4) Deploy the tenant using cert-manager for TLS certificate management

When deploying a Tenant, you must set the TLS configuration such that:

  • The Tenant does not automatically generate its own certificates (spec.requestAutoCert: false) and

  • The Tenant has a valid cert-manager reference (spec.externalCertSecret)

This directs the Operator to deploy the Tenant using the cert-manager certificates exclusively.

The following YAML spec provides a baseline configuration meeting these requirements:

apiVersion: minio.min.io/v2
kind: Tenant
metadata:
  name: myminio
  namespace: tenant-1
spec:
...
  ## Disable default tls certificates.
  requestAutoCert: false
  ## Use certificates generated by cert-manager.
  externalCertSecret:
    - name: myminio-tls
      type: cert-manager.io/v1
...

5) Trust the tenant’s CA in MinIO Operator

The MinIO Operator does not trust the tenant’s CA by default. To trust the tenant’s CA, you must pass the certificate to the Operator as a secret.

To do this, create a secret with the prefix operator-ca-tls- followed by a unique identifier in the minio-operator namespace.

MinIO Operator mounts and trusts all certificates issued by the provided Certificate Authorities. This is required because the MinIO Operator performs health checks using the /minio/health/cluster endpoint.

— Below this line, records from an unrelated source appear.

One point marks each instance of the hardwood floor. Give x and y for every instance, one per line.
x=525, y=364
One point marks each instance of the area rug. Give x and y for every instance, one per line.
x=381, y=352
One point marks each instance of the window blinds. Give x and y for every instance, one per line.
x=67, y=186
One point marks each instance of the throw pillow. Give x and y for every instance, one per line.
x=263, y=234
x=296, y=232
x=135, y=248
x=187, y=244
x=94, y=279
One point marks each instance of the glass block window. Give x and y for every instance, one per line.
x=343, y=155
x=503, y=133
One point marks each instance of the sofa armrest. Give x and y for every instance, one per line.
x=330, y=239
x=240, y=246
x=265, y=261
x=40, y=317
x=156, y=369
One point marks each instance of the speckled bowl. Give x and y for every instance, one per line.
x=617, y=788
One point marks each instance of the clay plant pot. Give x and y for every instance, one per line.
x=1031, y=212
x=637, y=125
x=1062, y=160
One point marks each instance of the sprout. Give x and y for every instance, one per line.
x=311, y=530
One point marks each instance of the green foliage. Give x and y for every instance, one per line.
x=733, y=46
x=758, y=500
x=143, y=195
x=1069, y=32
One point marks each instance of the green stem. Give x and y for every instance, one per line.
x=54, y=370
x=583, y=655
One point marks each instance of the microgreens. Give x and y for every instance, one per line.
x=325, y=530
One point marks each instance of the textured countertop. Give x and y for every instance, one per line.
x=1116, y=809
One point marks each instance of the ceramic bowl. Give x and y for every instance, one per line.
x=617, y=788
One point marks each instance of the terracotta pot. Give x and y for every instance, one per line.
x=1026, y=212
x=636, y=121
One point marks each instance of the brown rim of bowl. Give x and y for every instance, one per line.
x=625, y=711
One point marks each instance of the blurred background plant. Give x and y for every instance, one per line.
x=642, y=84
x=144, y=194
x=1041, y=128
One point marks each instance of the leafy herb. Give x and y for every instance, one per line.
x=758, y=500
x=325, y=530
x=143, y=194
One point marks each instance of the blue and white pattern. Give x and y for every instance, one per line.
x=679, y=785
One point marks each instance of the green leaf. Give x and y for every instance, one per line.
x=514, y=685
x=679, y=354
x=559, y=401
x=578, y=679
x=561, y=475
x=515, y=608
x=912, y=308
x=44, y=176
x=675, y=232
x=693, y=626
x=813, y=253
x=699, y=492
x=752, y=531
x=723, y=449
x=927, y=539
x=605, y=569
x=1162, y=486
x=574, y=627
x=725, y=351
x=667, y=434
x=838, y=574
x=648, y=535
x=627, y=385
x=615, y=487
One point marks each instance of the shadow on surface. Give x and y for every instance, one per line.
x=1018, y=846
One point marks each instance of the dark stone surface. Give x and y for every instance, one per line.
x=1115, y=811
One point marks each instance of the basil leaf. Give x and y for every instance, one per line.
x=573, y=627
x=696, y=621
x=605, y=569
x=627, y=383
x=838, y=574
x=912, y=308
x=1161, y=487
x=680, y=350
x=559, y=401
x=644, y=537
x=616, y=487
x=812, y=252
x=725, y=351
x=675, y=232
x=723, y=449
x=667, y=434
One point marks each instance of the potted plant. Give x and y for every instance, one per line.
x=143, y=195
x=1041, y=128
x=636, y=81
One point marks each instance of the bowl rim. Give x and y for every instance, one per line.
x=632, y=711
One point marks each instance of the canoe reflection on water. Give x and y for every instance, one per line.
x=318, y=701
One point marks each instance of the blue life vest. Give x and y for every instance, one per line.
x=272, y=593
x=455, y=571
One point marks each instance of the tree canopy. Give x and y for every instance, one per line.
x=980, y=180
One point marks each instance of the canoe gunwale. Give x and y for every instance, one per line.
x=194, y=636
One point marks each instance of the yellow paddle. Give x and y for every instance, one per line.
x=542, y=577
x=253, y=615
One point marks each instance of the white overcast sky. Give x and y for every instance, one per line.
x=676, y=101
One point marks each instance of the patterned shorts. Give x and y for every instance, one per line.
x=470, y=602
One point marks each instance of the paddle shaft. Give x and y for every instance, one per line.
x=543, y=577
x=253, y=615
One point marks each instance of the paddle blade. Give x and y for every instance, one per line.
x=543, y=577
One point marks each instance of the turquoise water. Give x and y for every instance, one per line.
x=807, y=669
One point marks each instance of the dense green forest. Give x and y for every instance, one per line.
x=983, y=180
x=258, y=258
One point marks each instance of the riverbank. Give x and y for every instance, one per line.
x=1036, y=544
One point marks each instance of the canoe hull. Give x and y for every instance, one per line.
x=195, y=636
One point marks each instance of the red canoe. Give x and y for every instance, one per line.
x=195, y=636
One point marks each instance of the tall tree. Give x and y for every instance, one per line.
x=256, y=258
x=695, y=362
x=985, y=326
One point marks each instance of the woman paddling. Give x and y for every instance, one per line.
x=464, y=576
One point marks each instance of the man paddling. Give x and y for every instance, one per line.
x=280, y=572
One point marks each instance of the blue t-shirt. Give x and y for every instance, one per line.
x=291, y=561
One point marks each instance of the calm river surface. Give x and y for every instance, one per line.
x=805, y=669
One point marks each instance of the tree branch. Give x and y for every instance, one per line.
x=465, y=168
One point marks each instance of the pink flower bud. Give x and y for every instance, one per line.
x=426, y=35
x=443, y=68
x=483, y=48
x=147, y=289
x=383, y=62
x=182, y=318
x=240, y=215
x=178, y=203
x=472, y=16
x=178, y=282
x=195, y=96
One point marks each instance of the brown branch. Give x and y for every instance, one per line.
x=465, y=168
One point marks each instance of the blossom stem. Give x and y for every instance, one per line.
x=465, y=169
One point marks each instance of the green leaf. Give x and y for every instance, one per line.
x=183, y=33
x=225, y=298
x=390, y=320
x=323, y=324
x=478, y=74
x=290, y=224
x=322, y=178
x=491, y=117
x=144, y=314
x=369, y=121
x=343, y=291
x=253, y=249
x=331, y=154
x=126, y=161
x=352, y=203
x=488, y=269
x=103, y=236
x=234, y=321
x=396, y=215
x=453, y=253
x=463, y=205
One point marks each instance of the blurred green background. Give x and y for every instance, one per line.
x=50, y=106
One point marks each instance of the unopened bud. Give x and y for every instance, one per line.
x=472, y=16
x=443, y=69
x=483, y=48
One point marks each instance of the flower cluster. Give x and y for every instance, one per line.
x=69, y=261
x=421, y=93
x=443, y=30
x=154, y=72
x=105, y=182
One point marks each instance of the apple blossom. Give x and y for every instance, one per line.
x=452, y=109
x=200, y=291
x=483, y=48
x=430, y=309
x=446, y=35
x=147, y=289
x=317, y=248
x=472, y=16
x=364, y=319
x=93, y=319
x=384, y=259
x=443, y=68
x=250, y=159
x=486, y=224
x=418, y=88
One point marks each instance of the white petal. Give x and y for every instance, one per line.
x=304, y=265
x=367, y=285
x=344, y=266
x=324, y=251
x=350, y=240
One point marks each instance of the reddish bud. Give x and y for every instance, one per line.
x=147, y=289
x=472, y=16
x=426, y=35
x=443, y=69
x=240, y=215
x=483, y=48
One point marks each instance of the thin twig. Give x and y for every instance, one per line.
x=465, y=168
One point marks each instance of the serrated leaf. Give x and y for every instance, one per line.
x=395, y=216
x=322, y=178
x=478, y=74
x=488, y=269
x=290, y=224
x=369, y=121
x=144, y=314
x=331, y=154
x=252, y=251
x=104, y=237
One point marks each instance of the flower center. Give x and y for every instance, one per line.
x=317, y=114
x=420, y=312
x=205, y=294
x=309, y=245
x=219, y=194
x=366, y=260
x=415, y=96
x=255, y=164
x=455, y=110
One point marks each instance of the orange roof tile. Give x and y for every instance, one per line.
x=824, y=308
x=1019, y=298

Create operator-ca-tls-tenant-1 secret

Copy the tenant’s cert-manager generated CA public key (ca.crt) into the minio-operator namespace. This allows Operator to trust the cert-manager issued CA and all certificates derived from it.

  1. Create a ca.crt file containing the CA:

    kubectl get secrets -n tenant-1 tenant-1-ca-tls -o=jsonpath='{.data.ca\.crt}' | base64 -d > ca.crt
    
  2. Create the secret:

    kubectl create secret generic operator-ca-tls-tenant-1 --from-file=ca.crt -n minio-operator
    

Tip

In this example we chose a secret name of operator-ca-tls-tenant-1. We used the tenant namespace tenant-1 as a suffix for easy identification of which namespace the CA comes from. Use the name of your tenant namespace for easier linking secrets to the related resources.

6) Deploy the tenant

With the Certificate Authority and Issuer in place for the tenant’s namespace, you can now deploy the object store tenant.

Use the modified baseline tenant YAML to disable AutoCert and reference the secret you generated.